CRA lose appeal, radio to pay separate streaming fees
Back in February the Federal Court ruled that artists and record labels could now seek licence fees from radio stations for music streamed via their websites (see our earlier story here).
The ruling stated, "A broadcasting service is the delivery, in a particular manner, of a radio program, consisting of matter intended to entertain, educate and inform. Thus the delivery of the radio program by transmission from a terrestrial transmitter is a different broadcasting service from the delivery of the same radio program using the internet."
Comments from you at the time said :-
Commercial Radio Australia appealed the decision but the Australian High Court has now rejected their appeal.
PPCA CEO Dan Rosen said: “This puts an end to the legal wrangling over payment for recorded music streamed on the internet. It confirms radio stations must pay a licence fee for streamed music and we hope to move quickly to work out a fair and proper licensing deal. We look forward to working with radio to establish equitable arrangements."
A new licence for streamed music will not be bound by the current statutory cap which limits the maximum amount commercial radio can be asked to pay for broadcasting music to 1% of their gross income.
PPCA is continuing its campaign to scrap this 1% cap.
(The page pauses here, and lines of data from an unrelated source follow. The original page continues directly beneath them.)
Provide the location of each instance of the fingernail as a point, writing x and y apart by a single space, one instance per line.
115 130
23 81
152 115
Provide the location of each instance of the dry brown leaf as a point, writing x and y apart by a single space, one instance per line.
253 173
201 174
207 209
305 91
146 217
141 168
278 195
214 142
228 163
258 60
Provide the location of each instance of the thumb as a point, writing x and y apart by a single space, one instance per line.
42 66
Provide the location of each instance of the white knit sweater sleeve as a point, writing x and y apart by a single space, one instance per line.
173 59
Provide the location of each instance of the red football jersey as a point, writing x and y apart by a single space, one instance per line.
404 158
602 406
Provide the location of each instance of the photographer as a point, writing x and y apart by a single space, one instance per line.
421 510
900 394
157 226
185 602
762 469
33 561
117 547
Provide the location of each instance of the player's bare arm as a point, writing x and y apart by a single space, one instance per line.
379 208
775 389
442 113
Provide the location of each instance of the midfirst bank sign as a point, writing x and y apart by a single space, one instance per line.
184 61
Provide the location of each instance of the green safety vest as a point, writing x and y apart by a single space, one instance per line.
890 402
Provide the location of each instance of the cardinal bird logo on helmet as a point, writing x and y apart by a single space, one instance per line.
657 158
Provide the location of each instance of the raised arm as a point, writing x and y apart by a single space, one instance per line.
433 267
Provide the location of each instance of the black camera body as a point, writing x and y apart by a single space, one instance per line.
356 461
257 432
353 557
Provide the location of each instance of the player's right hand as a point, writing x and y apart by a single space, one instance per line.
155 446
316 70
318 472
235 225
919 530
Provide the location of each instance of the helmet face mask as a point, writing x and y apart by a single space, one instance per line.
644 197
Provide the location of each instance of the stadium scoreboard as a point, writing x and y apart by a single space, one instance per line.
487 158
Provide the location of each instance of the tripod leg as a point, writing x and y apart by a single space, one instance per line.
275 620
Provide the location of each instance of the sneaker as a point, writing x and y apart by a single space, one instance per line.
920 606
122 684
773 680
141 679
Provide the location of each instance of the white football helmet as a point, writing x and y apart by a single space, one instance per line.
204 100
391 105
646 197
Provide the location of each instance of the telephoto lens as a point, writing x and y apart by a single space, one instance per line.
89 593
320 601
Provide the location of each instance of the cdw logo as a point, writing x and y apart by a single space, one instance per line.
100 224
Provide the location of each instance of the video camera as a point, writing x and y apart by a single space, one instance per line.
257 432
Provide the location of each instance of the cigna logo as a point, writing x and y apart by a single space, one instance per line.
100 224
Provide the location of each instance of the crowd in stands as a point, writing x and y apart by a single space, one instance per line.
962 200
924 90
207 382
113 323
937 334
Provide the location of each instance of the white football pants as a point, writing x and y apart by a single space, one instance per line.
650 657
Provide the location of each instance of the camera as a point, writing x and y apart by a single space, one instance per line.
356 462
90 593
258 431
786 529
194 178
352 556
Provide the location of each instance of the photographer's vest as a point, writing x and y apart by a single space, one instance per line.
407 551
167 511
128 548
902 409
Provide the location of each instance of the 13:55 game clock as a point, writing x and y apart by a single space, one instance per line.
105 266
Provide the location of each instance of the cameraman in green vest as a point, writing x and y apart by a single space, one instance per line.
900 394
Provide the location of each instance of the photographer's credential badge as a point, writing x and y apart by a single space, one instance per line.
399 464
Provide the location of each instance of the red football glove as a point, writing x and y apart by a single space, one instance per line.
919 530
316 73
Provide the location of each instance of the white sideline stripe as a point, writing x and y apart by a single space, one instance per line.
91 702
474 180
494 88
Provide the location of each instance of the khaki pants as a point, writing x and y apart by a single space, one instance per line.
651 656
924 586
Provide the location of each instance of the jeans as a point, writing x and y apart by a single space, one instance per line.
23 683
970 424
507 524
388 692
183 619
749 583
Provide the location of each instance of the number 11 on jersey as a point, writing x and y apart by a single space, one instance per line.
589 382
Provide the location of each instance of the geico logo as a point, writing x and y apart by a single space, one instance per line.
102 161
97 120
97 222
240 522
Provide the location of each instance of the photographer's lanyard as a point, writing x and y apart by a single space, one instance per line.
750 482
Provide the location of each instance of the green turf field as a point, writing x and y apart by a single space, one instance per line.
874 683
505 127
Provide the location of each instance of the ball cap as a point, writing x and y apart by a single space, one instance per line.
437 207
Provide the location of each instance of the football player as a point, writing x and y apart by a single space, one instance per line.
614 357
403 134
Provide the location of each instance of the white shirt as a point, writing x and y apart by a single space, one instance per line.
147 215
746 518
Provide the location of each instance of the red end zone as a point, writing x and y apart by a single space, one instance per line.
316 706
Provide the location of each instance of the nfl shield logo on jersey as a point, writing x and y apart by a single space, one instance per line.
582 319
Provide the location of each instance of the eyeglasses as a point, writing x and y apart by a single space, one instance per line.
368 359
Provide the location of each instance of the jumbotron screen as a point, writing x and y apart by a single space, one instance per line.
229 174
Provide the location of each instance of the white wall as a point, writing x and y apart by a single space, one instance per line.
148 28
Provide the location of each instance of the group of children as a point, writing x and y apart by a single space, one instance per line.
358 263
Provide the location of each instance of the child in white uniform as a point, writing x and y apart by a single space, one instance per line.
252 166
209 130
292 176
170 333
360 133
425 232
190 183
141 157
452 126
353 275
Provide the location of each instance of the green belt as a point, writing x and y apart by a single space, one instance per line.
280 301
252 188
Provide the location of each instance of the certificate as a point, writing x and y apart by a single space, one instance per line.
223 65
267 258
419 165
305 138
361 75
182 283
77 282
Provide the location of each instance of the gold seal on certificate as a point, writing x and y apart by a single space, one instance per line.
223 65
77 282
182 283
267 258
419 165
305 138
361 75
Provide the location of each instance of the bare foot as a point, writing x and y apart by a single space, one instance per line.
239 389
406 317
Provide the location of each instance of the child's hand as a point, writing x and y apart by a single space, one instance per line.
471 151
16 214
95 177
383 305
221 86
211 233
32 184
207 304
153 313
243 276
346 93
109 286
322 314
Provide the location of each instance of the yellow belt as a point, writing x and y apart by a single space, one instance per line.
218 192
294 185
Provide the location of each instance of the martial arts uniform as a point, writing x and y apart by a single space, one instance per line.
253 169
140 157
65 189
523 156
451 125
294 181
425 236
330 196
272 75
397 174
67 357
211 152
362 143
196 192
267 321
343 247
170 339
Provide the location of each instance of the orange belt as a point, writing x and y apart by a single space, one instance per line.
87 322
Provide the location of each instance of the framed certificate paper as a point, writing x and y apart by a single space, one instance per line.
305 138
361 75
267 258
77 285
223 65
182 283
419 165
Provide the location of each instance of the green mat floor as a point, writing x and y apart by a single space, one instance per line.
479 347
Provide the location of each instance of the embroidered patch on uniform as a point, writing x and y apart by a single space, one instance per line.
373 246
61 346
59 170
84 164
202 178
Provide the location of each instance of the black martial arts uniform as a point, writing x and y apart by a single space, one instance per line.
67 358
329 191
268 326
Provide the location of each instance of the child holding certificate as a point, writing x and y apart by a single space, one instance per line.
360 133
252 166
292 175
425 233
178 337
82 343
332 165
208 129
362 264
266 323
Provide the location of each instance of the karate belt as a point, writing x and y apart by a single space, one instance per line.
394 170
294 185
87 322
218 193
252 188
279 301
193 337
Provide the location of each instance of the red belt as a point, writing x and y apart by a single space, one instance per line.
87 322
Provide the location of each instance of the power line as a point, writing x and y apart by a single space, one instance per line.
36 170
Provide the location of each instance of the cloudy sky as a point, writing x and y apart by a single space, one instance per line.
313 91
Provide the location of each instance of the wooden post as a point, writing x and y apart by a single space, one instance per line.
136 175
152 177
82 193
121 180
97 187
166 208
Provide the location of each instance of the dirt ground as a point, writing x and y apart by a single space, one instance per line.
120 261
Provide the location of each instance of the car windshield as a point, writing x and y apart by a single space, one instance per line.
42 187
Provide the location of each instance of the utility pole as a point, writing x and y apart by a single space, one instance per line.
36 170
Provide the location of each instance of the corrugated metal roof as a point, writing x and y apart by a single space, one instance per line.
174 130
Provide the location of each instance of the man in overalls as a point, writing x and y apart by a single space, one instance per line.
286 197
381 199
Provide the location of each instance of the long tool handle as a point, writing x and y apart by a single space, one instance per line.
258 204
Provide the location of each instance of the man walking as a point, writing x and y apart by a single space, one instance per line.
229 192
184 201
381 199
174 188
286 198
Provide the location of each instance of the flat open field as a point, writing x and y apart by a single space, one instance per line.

Recently the Australian Law Reform Commission released a discussion paper as part of the Copyright and the Digital Economy inquiry and concluded, “there appears to be a strong case for repeal of the one per cent cap.”
Rosen also said, “For too long radio has had a free kick-driving listening audience numbers and profits via the internet while not paying artists fairly for use of their recordings.”
Any new music licence fees, whether for broadcast or internet streaming, will be either agreed by negotiation or set by the independent Copyright Tribunal.
CRA are yet to comment on the ruling.